ABHOY CHURN GHOSE Vs. ATTARMONI DASSEE

Decided On August 19, 1908
ABHOY CHURN GHOSE Appellant
V/S
ATTARMONI DASSEE Respondents

JUDGEMENT

(1.) This suit is brought for the possession of premises No. 6, Mussalmanpara. Lane, to which the plaintiff claims to be entitled as nephew and heir to Nobin Chunder Ghose, on the death of his widow Sreemutty Bimola Dassee. She sold the house on the 29 October 1857 to Mutty Lal Mullick from whose hands it has passed into those of the defendant, one of the transfers by which this was brought about having been a Sheriff's sale in execution of a money-decree on 19 August 1880, at which the plaintiff gave all bidders notice of his right to the property on the death of the widow.

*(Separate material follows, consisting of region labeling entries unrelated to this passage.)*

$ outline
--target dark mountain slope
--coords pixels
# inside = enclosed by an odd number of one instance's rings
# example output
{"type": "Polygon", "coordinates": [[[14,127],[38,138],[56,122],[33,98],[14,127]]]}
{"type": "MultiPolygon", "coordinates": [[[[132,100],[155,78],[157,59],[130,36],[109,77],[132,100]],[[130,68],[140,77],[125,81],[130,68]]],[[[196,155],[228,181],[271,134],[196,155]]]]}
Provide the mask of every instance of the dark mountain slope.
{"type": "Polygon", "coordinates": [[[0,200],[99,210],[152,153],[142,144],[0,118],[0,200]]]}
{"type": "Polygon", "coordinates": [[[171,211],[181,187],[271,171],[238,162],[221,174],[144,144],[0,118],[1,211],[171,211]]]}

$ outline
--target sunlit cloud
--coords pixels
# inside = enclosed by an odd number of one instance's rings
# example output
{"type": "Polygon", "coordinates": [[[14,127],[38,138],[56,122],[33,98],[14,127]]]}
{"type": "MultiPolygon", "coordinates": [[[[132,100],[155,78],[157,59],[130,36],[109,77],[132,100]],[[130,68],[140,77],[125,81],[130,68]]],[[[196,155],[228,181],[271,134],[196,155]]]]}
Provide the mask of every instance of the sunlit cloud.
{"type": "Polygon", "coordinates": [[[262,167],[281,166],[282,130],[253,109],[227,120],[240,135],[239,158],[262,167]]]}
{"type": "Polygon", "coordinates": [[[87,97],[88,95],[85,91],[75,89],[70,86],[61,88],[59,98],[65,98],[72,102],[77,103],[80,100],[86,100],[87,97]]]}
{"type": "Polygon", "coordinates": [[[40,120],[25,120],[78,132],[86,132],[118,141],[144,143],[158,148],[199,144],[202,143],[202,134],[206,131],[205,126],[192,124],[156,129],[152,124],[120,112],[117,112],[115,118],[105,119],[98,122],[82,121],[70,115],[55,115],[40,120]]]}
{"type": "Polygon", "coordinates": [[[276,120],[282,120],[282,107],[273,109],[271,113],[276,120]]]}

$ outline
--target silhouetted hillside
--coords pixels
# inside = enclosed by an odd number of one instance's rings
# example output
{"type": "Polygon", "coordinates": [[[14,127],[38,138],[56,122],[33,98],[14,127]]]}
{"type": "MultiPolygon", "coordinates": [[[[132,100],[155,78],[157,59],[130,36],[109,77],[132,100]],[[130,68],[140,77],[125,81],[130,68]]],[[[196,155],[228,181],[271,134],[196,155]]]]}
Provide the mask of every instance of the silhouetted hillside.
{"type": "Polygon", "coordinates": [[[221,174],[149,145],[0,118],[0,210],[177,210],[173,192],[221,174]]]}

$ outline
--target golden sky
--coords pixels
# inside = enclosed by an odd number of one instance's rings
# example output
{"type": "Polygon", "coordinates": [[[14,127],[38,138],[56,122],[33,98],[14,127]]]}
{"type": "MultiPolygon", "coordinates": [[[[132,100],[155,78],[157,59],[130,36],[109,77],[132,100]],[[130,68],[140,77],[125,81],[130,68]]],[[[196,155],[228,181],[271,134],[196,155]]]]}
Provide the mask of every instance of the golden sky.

(2.) To this, the defendant pleaded in his original written statement that he was in possession and he called on the plaintiff to prove his title, adding a claim to compensation for improvements that he had made to the premises, if it was found that the plaintiff is entitled to them. He subsequently filed a supplementary written statement in which he stated that the plaintiff was an attesting witness to the kabala of 1857, that he was a consenting party to it, and that all the kindred of the husband of Sreemutty Bimola, who were likely to be interested in defeating the transaction, consented to the sale, which was fair and justified by Hindu law.

(3.) The plaintiff proved satisfactorily that he was heir to Nobin Chunder, and the kabala of 1857 proves that his widow Sreemutty Bimola conveyed the property to Mutty Lal Mullick. No mention is made in it of legal necessity. Its execution is attested by the plaintiff and his brother, since deceased. On the basis of this attestation, the defendant attempts to set up a case that the sale by Bimola was binding on the plaintiff, and was in fact the act of the whole family who must be taken to have consented to what was done. To this, the answer in point of law is that, as there is no question of necessity, the only way in which Bimola could have transferred an absolute estate was according to the decision in Nobo Kishore Sharma Roy v. Harinath Sharma Roy 10 C. 1102 by a sale with the consent of the next male heir; and this consent she did not obtain, even if we accept an attestation to deed of sale as equivalent to a consent to the sale. In point of fact, I have no hesitation in holding that the attestation of the deed by the plaintiff had no such effect as it is sought to attribute to it. He may have been of age at the time; but he was in fact a mere boy studying at College, and I cannot suppose that he had any idea of the effect of the deed in question. I quite believe him when he says that it was not till he saw the deed recently that he was in fact aware that he had been an attesting witness. Under these circumstances, I hold that no ground of defence can be made out on the ground of consent.